Anche i bambini nel film sono scioccati. Ecco perché il film è così sensibile, delicato, pregnante. In
parole povere: fa schifo. I critici che l'hanno amato per la sua delicatezza devono odiare il genuino
lirismo di La scampagnata di Renoir. Va detto che Susannah York offre una buona interpretazione e
che diventerà un'attrice interessante quando si libererà di quel rossore adolescenziale dalle guance. Ha
occhi interessanti, per un personaggio falso, e Danielle Darrieux sembra meno a fine corsa di Kenneth
More, benché la sceneggiatura preveda il contrario. Quanto a Luce nella piazza, Yvette Mimieux è
molto graziosa in un'altra parte di persona falsa. Potrebbe rivelarsi una buona erede di May Britt. Guy
Green è un regista capace finché non cominci a ragionare su quello che fa: un doppio gioco con lo
spettatore, portandolo dentro un problema che verrà risolto senza dolore. Il marchio e Luce nella
piazza si occupano di argomenti scabrosi facendo in modo che vittime di disturbi mentali paiano
idillicamente identificabili con lo spettatore. Non si capisce perché Stuart Whitman non possa essere un
buon marito e Yvette Mimieux una buona moglie, ma se i loro personaggi fossero stati tutti d'un pezzo il
pubblico si sarebbe annoiato perché, come molti registi minori, Green non è capace di rendere
interessante un personaggio senza l'intrigo di un problema ad esso legato. Un regista migliore avrebbe
trasformato Luce nella piazza in un paradosso, perché ciò che spesso è toccante negli adulti è legato
ai residui della loro innocenza.
Inoltre non è facile fare film problematici su persone fotogeniche. Le persone belle trascendono
la società per illuminare l'universo. Sono in grado di esprimere le più alte aspirazioni dell'uomo
comune ma mai le necessità pressanti delle masse anonime e delle minoranze afflitte.
Ma se dovessi scegliere tra la bella gente e i problemi dolorosi, probabilmente sceglierei la bella gente
e lascerei i problemi ai politici. Credo che per alcuni il problema più grande sia la bomba atomica, e Il
giorno dopo la fine del mondo è pieno di così tanta propaganda anti-bomba da asfissiare un cavallo.
Ray Milland l'ha girato come fosse un filmetto scabroso, con cinque omicidi e uno stupro a corredare il
tutto.
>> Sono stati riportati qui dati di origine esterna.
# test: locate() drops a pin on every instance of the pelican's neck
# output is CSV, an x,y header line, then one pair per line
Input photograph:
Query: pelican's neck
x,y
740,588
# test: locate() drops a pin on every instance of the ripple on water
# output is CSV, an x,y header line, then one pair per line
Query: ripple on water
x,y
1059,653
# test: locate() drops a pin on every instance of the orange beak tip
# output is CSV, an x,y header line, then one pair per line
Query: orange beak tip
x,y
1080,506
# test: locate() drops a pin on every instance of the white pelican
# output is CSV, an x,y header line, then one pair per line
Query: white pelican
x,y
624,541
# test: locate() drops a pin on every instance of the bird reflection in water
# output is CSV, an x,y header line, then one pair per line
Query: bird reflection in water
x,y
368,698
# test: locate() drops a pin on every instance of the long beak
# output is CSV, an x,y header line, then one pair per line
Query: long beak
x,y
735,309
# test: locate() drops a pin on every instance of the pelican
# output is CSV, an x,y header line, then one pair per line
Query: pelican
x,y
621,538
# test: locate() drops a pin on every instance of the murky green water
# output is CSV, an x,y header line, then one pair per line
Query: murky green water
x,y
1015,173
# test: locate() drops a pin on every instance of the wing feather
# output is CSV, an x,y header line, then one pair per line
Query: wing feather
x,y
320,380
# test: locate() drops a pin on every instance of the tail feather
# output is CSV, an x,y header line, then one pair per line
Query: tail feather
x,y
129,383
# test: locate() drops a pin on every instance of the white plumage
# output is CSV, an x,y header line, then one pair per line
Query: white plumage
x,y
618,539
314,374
Esattamente il trattamento che merita questo soggetto all'ordine del giorno.
Qualcos'altro prima di chiudere?
Sì: mi è piaciuta la nuova scoperta di Roger Vadim, Catherine Deneuve, nell'ultimo episodio di Le
parigine. Credo sia un passo avanti rispetto ad Annette e anche a Brigitte.
Ti do la possibilità di esprimere la tua concezione di cinema riflessa in questi brutti film per
mezzo di sole tre parole.
Ragazze! Ragazze! Ragazze!
Finalmente la verità è stata rivelata.
(Pubblicato sul New York Bullettin del 15 maggio 1962 e ristampato all'interno di Confessions of a
Cultist, 1970. Traduzione di Alessandro Stellino).